Most residents of Pantelhó are indigenous poor, many of them affiliated with Las Abejas or the Zapatistas. The entire population of the town lives below the poverty line, and more than half live in extreme poverty. It is largely the indigenous poor who have been the victims of Herrera violence.

In June 2021 a group of Pantelhó residents petitioned state authorities to do something about the Herreras’ choke hold and enlisted Simón Pedro Pérez López, the Las Abejas board member, to help. Pérez López drafted a letter documenting a recent series of Pantelhó murders and delivered it discreetly to Chiapas state authorities. Nonetheless, word got out, and sicarios found Pérez López in the Simojovel market with his young son. They executed Pérez López with a shot to the head.

That murder may have been a step too far for Los Herrera. For the region’s indigenous poor, and for the pueblo creyente in particular, Pérez López was an important moral leader. In early July, two days after Pérez López was killed, dozens of heavily armed, balaclava-clad men occupied the Pantelhó town center. They announced themselves as El Machete, an autodefensa (“self-defense”) organization representing the villages of Pantelhó.
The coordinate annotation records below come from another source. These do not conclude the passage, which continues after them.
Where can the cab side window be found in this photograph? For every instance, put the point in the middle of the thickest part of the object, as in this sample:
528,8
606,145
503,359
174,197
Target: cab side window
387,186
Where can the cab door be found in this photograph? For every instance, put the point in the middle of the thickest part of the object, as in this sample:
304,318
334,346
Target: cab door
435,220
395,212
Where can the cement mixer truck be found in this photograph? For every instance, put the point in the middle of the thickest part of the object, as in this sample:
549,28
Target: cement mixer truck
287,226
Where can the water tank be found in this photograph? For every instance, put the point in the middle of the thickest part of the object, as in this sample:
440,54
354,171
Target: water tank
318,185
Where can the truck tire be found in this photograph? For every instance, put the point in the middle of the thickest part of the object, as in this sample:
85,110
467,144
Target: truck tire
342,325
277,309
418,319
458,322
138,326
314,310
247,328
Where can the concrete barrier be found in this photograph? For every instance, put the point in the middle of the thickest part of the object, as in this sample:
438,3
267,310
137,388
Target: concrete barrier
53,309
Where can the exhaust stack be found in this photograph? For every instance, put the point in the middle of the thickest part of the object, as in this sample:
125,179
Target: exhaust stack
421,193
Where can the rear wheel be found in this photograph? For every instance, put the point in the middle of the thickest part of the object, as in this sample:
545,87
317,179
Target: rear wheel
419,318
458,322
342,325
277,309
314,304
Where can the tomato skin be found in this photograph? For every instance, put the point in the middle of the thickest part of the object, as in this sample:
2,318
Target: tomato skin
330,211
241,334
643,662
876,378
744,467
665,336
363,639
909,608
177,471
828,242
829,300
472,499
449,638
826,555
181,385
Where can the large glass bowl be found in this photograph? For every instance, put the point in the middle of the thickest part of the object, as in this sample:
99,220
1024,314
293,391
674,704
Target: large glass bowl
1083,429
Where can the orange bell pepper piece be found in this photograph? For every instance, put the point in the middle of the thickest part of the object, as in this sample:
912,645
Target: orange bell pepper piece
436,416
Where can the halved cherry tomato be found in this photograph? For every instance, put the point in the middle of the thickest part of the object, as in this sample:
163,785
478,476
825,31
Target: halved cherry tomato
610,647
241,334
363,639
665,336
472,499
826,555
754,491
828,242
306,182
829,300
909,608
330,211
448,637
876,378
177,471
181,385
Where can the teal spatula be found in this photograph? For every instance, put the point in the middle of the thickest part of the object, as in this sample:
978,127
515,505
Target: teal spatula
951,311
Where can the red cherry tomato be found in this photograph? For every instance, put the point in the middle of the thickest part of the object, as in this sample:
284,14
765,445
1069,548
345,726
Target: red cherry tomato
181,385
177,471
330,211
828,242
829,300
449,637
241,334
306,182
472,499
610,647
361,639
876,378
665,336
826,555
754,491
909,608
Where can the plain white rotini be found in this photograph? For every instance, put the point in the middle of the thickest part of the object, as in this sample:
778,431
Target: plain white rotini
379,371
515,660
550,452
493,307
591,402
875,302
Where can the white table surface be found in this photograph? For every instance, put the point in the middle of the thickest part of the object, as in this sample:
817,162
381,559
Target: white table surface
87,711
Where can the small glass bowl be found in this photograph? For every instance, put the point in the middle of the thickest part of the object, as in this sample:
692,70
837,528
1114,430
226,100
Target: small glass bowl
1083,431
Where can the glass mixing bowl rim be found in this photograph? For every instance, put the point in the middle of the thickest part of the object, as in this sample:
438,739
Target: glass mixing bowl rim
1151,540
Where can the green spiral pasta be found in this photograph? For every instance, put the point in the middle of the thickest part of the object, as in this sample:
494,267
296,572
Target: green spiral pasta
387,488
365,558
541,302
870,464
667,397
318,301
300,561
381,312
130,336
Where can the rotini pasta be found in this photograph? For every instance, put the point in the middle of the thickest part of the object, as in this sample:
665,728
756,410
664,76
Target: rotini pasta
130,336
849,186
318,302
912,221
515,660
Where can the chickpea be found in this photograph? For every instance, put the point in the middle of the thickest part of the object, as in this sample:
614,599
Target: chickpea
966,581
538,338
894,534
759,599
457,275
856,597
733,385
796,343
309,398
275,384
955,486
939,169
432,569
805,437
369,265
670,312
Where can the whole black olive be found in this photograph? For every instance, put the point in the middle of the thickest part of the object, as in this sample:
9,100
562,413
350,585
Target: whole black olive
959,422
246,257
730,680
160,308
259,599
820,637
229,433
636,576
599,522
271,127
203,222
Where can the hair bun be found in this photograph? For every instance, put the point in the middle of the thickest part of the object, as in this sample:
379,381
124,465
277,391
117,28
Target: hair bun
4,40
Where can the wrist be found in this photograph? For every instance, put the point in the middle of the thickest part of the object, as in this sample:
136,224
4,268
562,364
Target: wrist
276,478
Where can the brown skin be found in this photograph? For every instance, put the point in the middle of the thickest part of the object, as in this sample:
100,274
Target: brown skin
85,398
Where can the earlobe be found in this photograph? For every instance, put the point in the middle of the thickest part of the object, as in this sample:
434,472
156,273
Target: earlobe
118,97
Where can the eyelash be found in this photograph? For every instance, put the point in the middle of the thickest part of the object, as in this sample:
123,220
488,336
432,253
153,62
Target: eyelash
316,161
In a statement to the press, they said they would no longer tolerate drug traffickers, sicarios, or narco-politicians. They wanted an end to land invasions, seizures of communal property, criminal impunity, and the repression of indigenous people.

Three weeks later El Machete returned to Pantelhó to round up twenty-one people whom they accused of being Herrera assassins, including five members of the Herrera family. They burned down their houses, handcuffed the accused to a kiosk in the middle of the town square, and explained that because Chiapas authorities had refused to protect Pantelhó’s residents, they would do it themselves. El Machete then loaded their captives into pickup trucks and hauled them to the nearby hamlet of San José Buenavista Tercero, where they were subjected to a public inquisition. Three people in the group were found innocent or were otherwise released. The other eighteen—including the five Herreras—were disappeared.

When, after the disappearances, El Machete appeared before the press, Padre Marcelo appeared with them. He had always counseled nonviolent resolutions, and to many viewers his presence signified his desire to mediate differences in the region. At one point a journalist asked a Machete spokesperson about the missing people, and Padre Marcelo looked visibly distressed. That footage was enough for Los Herrera to persuade the Chiapas attorney general’s office to issue an arrest warrant for Padre Marcelo. But the attorney general’s office never executed the warrant, possibly because they knew of Padre Marcelo’s advocacy of nonviolence, possibly because he had not been at the inquisition.

Immediately after the disappearances, the Herreras formed their own autodefensa unit, called the Indigenous Civil Army, and struck back, leaving central Pantelhó a ghost town, with municipal buildings pockmarked by bullet holes. Since then violence has spread into adjacent Chenalhó. Dozens have been killed, and 3,400 additional people have been displaced.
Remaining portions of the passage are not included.